Fino a qualche anno fa,
prima che l’abolizione delle province diventasse una sorta di panacea dei mali
italiani, qualcuno non solo auspicava che Sulmona diventasse capoluogo, ma
addirittura presentava la richiesta perché lo diventasse davvero. Il senatore Rotondi,
campano, aveva presentato nel 2007 la proposta perché venisse istituita la
provincia di Sulmona (e, a dire il vero, anche quella di Avezzano e quella dei
Marsi, dimostrando con questo anche un po’ di confusione). Avevano anticipato
la proposta di Rotondi il senatore Battisti della Margherita nel 2002, e i
deputati Saia, Saraceni e Aracu nel 2001, con un’azione trasversale
sinistra-destra. Nel 1987 ci aveva provato anche il senatore Salerno, lucano in
quota DC.
Dalle motivazioni addotte
per l’istituzione della provincia di Sulmona si possono trarre degli spunti
interessanti. Nel 2002, nel disegno di legge del senatore Battisti, si parlava
di necessità di costituire la provincia “per rispondere ad un criterio di
vicinanza dell’istituzione provinciale ai cittadini” e per migliorare
l’efficienza della stessa.
La lontananza di Sulmona e della Valle Peligna dal
capoluogo, quindi, ma anche la specificità di un territorio, quello peligno,
ricco di interessi economici locali da valorizzare in modo da farne un “centro
turistico di forte attrazione”. Impianti sciistici, parchi e tradizioni locali,
antiche o rinnovate. Già nel 2002, è quanto emerge nel ddl di Battisti, quello
di Sulmona viene visto come un territorio espropriato da presidi della Pubblica
Amministrazione, e si paventa la soppressione del Tribunale di Sulmona
“nonostante la Commissione antimafia [avesse] identificato nell’area di Sulmona
un rischio alto di penetrazione della malavita organizzata”.
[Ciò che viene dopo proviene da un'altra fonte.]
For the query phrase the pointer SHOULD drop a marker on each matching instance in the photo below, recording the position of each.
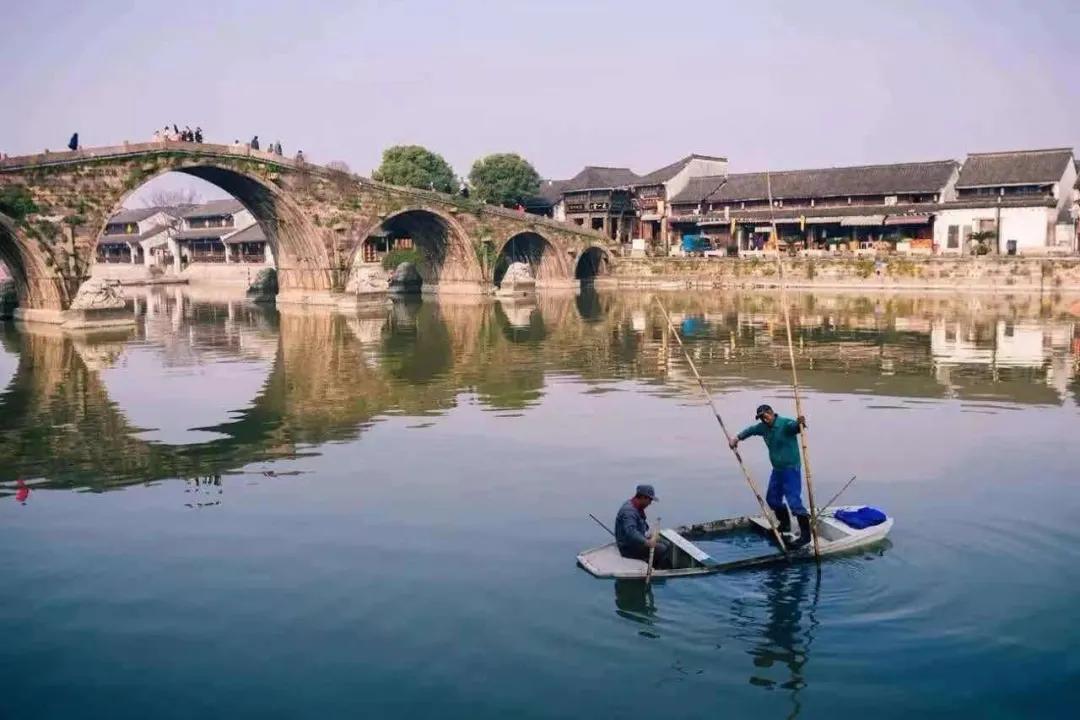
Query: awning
(873, 220)
(907, 219)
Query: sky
(565, 83)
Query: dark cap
(647, 491)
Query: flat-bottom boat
(834, 537)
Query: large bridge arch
(445, 246)
(299, 253)
(547, 261)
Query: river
(231, 511)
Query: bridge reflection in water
(75, 413)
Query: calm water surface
(237, 512)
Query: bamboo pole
(709, 397)
(795, 378)
(652, 552)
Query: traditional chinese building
(652, 193)
(132, 235)
(1018, 202)
(602, 199)
(867, 207)
(221, 231)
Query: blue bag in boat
(861, 518)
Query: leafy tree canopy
(503, 179)
(415, 166)
(16, 202)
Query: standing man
(785, 483)
(632, 531)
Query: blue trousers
(786, 484)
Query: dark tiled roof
(822, 182)
(699, 188)
(199, 233)
(252, 233)
(596, 178)
(790, 214)
(1018, 167)
(123, 238)
(667, 172)
(134, 215)
(213, 208)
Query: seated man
(632, 532)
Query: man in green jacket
(785, 483)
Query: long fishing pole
(652, 552)
(795, 378)
(727, 435)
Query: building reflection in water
(203, 491)
(331, 376)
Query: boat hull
(834, 538)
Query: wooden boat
(834, 537)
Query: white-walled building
(1024, 199)
(221, 231)
(132, 235)
(174, 239)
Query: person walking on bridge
(785, 483)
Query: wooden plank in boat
(688, 547)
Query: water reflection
(782, 649)
(634, 600)
(203, 491)
(255, 384)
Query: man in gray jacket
(632, 531)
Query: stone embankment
(1007, 274)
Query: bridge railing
(136, 149)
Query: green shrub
(394, 258)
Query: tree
(503, 179)
(415, 166)
(16, 202)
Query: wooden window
(954, 238)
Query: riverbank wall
(1008, 274)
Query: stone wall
(982, 273)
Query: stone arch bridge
(316, 220)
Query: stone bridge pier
(54, 206)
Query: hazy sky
(565, 83)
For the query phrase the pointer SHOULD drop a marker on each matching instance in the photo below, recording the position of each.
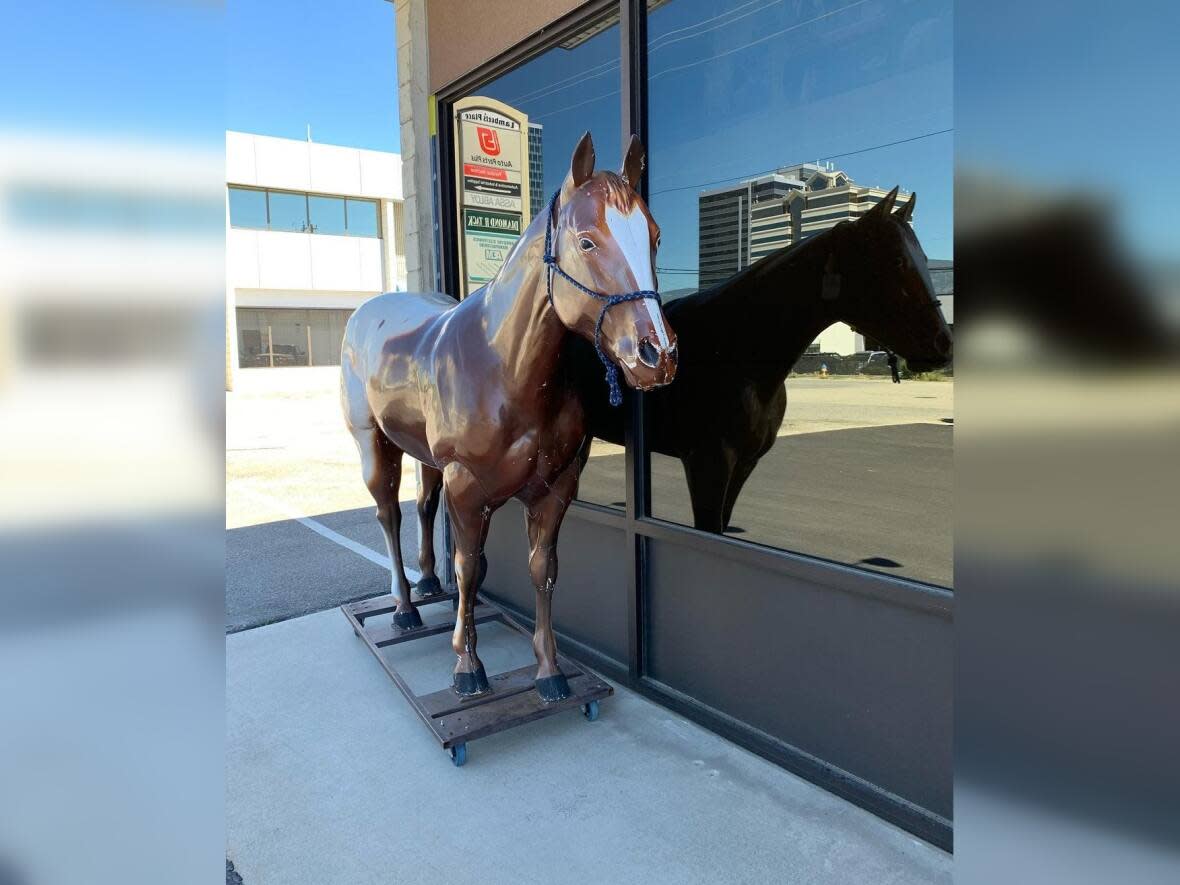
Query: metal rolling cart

Ma poi, quell’idea di fare
della Valle Peligna un centro di attrazione turistica di qualità e di sfruttare
l’artigianato locale, ad esempio, come valorizzazione culturale dell’intero
territorio non è nemmeno così recente. Tale sensibilità emerge anche nel
disegno di legge Salerno del 1987, dove, ovviamente si fa riferimento alla
particolare conformazione della provincia dell’Aquila, circa tre volte più
grande della media delle province italiane e con un capoluogo praticamente
all’estremità settentrionale della stessa.
Ma da allora cosa è
cambiato? I cosiddetti presidi amministrativi hanno continuato a scomparire. Le
caserme non esistono più nella loro funzione ordinaria e non si vede ancora
come possano essere riconvertite a luoghi di pubblica utilità. Abbiamo temuto
di perdere il presidio ospedaliero e almeno per qualche anno ancora manterremo
il Tribunale. Il distretto industriale che circa 25 anni fa era uno dei più
attivi della regione, in un articolo del giornalista Antonio Galdo di pochi
anni fa viene descritto nel momento della sua morte.
Lontanissima dai fasti
dell’epoca sveva, disillusa dalle possibilità presentatesi in passato e non
concretizzatesi, Sulmona sembra avere in una mano la ricetta per una sua
rinascita e nell’altra un futuro di spopolamento che tanto assomiglia a quello
dei paesi di montagna negli anni del dopoguerra. Insieme ai capitali economici
sembra orientato all’emigrazione anche il capitale umano in grado non solo di
rimettere in moto la città e l’intero territorio, ma anche di custodire un
patrimonio storico-culturale tanto ricco da fare invidia a chiunque.